"We lose a number every night with the cold."
"Bad management---- The Prince is off. I must go. Good luck to you, boys! I shall come over and look you up from time to time. Keep out of mischief!" And he waved a cheery hand and was gone, and the boys went down among the ghastly piles to do what they could.
But it was heart-breaking work; the total of misery was so immense, and the means of alleviation so feeble in comparison.
The French wounded were safe on board ship within an hour after they were picked up. It was two days before all the English were disposed of, though every man who could be spared set his hand to the work.
In the afternoon of the second day after the fight, Jim was going wearily down the hill, after such a time among the dead and wounded as had made him almost physically sick.
All the French, and he thought almost all the English, wounded had been seen to.
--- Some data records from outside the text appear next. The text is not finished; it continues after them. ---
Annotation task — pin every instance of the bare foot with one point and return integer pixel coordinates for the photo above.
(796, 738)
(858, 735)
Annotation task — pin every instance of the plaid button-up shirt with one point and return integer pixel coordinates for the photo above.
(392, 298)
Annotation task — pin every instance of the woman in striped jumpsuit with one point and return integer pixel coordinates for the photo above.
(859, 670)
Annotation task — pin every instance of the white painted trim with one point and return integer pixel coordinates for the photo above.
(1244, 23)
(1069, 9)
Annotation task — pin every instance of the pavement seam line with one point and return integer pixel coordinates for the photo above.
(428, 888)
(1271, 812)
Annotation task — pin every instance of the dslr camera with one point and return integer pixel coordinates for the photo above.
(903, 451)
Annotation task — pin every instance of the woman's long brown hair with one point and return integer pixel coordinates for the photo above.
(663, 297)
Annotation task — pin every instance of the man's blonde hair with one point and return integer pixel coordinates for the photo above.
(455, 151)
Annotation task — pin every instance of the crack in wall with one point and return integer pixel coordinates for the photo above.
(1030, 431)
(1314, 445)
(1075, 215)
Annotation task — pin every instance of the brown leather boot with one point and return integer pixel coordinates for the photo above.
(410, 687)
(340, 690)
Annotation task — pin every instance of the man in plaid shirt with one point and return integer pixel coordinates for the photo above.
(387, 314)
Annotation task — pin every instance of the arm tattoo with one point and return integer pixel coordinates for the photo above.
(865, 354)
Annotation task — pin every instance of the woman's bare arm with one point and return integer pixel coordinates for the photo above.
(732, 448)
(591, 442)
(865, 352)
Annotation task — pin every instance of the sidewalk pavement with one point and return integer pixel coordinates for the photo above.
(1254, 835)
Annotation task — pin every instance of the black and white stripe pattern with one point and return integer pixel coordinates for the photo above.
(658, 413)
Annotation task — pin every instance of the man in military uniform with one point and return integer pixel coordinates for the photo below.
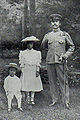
(56, 54)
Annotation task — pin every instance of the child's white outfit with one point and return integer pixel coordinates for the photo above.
(30, 62)
(12, 86)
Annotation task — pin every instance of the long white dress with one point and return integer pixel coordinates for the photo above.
(29, 62)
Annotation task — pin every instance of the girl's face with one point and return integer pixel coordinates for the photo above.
(30, 45)
(12, 71)
(55, 24)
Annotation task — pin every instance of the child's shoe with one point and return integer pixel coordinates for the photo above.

The Russians had necessarily been left to the last.
As he passed a grisly pile he thought he caught a faint groan from inside it, and set to work at once hauling the dead men apart, with tightened face and repressed breath. The job was neither pleasant nor wholesome, but there was no one else near at hand and he must see to it.
Right at the bottom of the pile, soaked with the blood of those who had fallen on top of him, he came upon a young fellow, an officer, just about his own age. And as he dragged the last body off him, he opened his eyes wearily and groaned.
Jim put his pocket-flask to the white lips, and the other sucked eagerly and a touch of colour came into his face. He lay looking up into the face bending over him, and then his chest filled and he sighed.
"Where are you hurt?" asked Jim, expecting no answer, but full of sympathy.